In Gio's version of the dumpery, she was like, "Truth is, I would rather be all alone than go with you," and then spit on his shoes. Which frankly makes more sense, of the two versions. She protests that it's a lie, and that she certainly didn't spit, and he says sometimes when she talks fast, she spits. She gets all dog with a bone, because you simply do not call Betty a bad person without suffering the overbearing consequences of her trying to show you the error of your ways, and follows him all over the world like that Family Circus dotted line until he spills how horrible Rome really was.

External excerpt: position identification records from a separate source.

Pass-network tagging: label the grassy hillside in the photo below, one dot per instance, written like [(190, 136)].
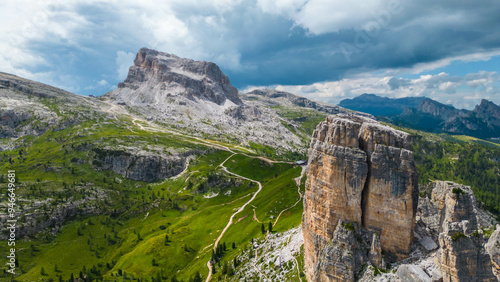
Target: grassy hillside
[(117, 228), (463, 159)]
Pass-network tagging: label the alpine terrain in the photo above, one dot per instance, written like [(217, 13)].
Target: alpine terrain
[(177, 176)]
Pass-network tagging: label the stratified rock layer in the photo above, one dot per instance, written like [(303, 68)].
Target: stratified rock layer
[(493, 248), (360, 171), (461, 254), (179, 76)]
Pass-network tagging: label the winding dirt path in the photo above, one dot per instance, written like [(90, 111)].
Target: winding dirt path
[(209, 265), (297, 180)]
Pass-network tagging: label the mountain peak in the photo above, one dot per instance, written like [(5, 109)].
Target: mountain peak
[(162, 74)]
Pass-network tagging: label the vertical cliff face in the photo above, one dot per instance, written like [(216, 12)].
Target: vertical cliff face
[(359, 171), (461, 256), (493, 248)]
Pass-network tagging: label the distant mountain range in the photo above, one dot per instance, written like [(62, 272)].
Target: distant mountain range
[(426, 114)]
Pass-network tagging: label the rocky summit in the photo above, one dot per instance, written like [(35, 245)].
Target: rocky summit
[(198, 98), (154, 70), (361, 175)]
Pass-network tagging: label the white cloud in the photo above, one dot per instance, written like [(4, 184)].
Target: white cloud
[(441, 87), (123, 62)]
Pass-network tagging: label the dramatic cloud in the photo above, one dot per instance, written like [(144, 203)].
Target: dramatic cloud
[(76, 44), (461, 91)]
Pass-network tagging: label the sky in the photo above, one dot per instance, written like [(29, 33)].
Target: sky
[(325, 50)]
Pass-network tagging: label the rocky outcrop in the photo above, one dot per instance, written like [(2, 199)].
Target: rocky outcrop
[(493, 249), (179, 76), (141, 166), (343, 257), (197, 98), (359, 171), (461, 255)]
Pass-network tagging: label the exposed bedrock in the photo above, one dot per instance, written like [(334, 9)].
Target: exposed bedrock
[(363, 172)]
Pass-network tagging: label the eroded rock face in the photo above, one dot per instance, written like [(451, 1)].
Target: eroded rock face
[(142, 165), (179, 76), (461, 254), (359, 171), (493, 249)]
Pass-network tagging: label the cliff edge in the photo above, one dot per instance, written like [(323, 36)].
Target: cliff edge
[(361, 176)]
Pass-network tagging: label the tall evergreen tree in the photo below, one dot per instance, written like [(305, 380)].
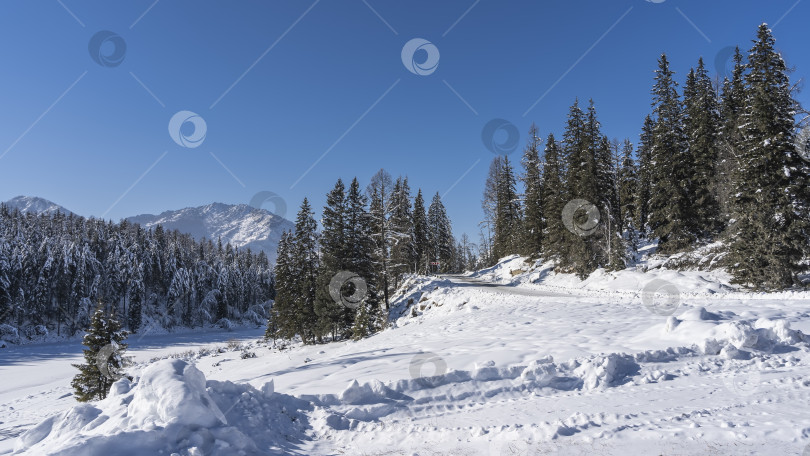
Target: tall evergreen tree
[(403, 252), (334, 251), (104, 358), (670, 177), (507, 212), (628, 191), (769, 231), (305, 254), (554, 200), (420, 233), (440, 235), (702, 127), (730, 142), (380, 194), (532, 242), (645, 175), (361, 255)]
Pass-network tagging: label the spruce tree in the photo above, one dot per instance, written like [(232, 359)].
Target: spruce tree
[(305, 255), (532, 242), (670, 208), (554, 200), (701, 127), (645, 173), (403, 252), (420, 233), (334, 256), (769, 229), (440, 235), (507, 212), (282, 323), (361, 253), (628, 190), (730, 141), (104, 358)]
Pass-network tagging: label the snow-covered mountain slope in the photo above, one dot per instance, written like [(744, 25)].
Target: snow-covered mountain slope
[(242, 225), (468, 367), (35, 205)]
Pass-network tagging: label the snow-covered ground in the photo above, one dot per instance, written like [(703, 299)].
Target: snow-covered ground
[(492, 363)]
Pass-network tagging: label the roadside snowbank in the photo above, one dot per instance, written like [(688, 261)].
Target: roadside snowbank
[(171, 409)]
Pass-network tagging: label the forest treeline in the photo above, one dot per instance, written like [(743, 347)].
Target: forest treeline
[(717, 161), (55, 269)]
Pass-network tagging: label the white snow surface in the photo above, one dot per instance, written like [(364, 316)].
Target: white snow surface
[(240, 225), (538, 363)]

Two weeks in the most romantic place on earth, and he was alone and broken-hearted, and all the reservations were under her name because the arrangements were a gift from Daniel, so all the time it was "Welcome Signor Suarez" and "Can I get you anything Signor Suarez," it was like Betty Suarez Land up in that bitch. Yeah, that sounds awful actually. I always thought it would be horrible to break up with somebody famous because instead of it being like a telephone you bought together or a movie you both liked, it's all magazines and all commercials and all billboards maybe forever. And I understand Rome is like that, but with Betty Suarez.
She says it can't have been all bad, and asks if he found "his flavor" like his Mario Batali did, and he says that he did, and it was this special kind of awesome Scamorza in Puglia that comes from a cow called Luisa who lived quite the life of hand-feeding, pampering, massages, etc. All the things Gio would have done for Ugly Betty, but no: she would not produce the cheese of love. She preferred to keep her love-cheese to herself. And it gets worse, because even after discovering that heaven -- not to mention Bridgeport pizza toppings -- can come from a cow, and all the changes to his lifestyle that discovering one's flavor can bring about, the whole thing was confiscated at JFK and he went back to a Scamorza-free existence. It was all the more cheese hellish for having tasted cheese heaven, and apparently this moment -- watching the customs agents chow down on this freaking amazing cheese -- brought him to an epiphany. In case Amanda's listening in, he helpfully translates: "A moment of total clarity." Drink! It's not Freedom, but it was still unnecessary!
Now, if you've been watching the show you knew this long before Gio did, but don't let your utter lack of surprise take away from the beauty of this discovery on the cheese- and meat-laden journey of Gio's life: "I hate you. You're not a nice person."